I suppose you could build up a temporary curb with some 2x4s and use a piece of shower pan sheeting with a hole in it. Could you remove the floor drain grate and sandwich the hole between the drain grate and frame? Hang some plastic sheeting around the inside of the curb (might want to tape it down to the shower pan sheet). Keep your showers short and sweet.


----------



## YaterSpoon (Dec 1, 2016)

How about setting a fiberglass shower pan over the floor drain? Good idea to have a railing on three sides for safety, plus plastic curtains and a wall to hang your temp fixtures.

See if your nearest restore or architectural salvage has a used pan, otherwise it's probably couple hundred or so for a new one.

Better yet, get a cheap washer pan and cut the drain hole to fit your floor drain.


----------



## dj3 (Apr 27, 2020)

Go to youtube and watch the temp showers guys are building with inexpensive parts. Dozens of ideas to choose from.
The best ideas involve showers with large plastic containers (like those storage containers) to catch the waste water.
You use plastic sides and PVC pipes to frame around it.
You run hot/cold from the basement sink faucet with a tube attached to the spout. You dump the grey water in the floor drain or outside.


----------



## J. V. (Jun 1, 2007)

When I first bought my house it needed a plumbing upgrade. So, every day after work I came home and my wife would shower me outside with the hose. It was cold, but it worked and it made me work even faster on the completing of the project. I could not do that today and most likely stay at a hotel until it was done.
My wife and daughters used my MIL's facilities until I was finished.

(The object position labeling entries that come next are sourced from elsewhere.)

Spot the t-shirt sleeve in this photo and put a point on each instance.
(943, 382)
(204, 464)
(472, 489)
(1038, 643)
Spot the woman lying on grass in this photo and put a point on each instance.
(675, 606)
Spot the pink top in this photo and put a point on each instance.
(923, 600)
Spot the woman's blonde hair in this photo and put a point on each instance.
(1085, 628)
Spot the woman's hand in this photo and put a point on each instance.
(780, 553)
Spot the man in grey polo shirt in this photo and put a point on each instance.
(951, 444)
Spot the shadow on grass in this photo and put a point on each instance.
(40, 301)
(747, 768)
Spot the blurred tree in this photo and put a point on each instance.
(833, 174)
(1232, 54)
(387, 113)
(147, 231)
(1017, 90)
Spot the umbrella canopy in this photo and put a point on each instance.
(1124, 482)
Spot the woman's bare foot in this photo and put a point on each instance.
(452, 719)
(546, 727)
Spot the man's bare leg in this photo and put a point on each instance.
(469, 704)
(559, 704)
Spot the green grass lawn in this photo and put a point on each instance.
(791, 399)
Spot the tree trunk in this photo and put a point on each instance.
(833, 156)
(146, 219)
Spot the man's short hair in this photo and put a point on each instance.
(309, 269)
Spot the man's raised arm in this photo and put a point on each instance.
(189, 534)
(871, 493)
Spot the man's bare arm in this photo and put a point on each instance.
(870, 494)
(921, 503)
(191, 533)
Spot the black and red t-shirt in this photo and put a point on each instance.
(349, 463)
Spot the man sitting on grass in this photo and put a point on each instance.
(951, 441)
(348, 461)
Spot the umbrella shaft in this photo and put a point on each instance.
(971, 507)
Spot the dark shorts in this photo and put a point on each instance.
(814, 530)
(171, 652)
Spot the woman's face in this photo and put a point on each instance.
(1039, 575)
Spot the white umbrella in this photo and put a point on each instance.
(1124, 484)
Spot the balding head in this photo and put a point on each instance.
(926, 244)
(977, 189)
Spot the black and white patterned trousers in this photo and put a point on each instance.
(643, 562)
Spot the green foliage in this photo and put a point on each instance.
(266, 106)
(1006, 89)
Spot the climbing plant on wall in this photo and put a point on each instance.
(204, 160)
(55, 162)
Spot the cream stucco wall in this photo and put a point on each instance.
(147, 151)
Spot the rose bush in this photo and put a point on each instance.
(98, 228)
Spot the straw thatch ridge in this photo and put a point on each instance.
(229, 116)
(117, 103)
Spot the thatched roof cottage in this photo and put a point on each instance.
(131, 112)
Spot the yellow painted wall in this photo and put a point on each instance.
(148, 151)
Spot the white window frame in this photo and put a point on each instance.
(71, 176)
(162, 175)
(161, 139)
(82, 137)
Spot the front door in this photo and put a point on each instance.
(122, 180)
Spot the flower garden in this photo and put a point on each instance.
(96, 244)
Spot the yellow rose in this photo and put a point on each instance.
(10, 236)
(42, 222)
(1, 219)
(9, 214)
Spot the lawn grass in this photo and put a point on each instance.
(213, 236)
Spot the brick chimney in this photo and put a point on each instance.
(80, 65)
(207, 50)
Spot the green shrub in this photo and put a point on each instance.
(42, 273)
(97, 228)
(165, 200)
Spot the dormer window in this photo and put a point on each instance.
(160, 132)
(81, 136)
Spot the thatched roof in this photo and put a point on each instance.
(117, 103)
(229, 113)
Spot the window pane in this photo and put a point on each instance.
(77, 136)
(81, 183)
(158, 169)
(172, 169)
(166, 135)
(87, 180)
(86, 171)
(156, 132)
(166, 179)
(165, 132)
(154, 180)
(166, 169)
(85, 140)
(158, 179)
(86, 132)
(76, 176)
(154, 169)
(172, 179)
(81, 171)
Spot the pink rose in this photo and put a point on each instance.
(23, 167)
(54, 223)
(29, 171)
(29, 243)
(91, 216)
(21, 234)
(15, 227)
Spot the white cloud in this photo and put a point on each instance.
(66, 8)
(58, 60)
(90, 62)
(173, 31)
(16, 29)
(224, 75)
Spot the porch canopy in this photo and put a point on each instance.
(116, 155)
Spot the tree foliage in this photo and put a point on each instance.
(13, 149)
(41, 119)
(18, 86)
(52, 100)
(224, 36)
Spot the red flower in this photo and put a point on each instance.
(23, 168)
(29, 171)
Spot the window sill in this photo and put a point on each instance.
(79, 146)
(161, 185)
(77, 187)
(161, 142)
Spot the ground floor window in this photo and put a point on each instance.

I now have hot and cold outside. I did that to give my dog a bath.......lol


----------



## Domo (Nov 9, 2018)

I would not use a floor drain as a shower. You do not want to contaminate the concrete slab with soap, shampoo and conditioner.

As others have suggested - put up a rod outdoors and hang a shower curtain and use a garden hose - you'll have great memories, laughter and camaraderie! 

If it's cold outside you'll also have motivation...


----------



## YaterSpoon (Dec 1, 2016)

I was assuming the floor drain is connected to the sanitary system (ours is). Good point to check that. 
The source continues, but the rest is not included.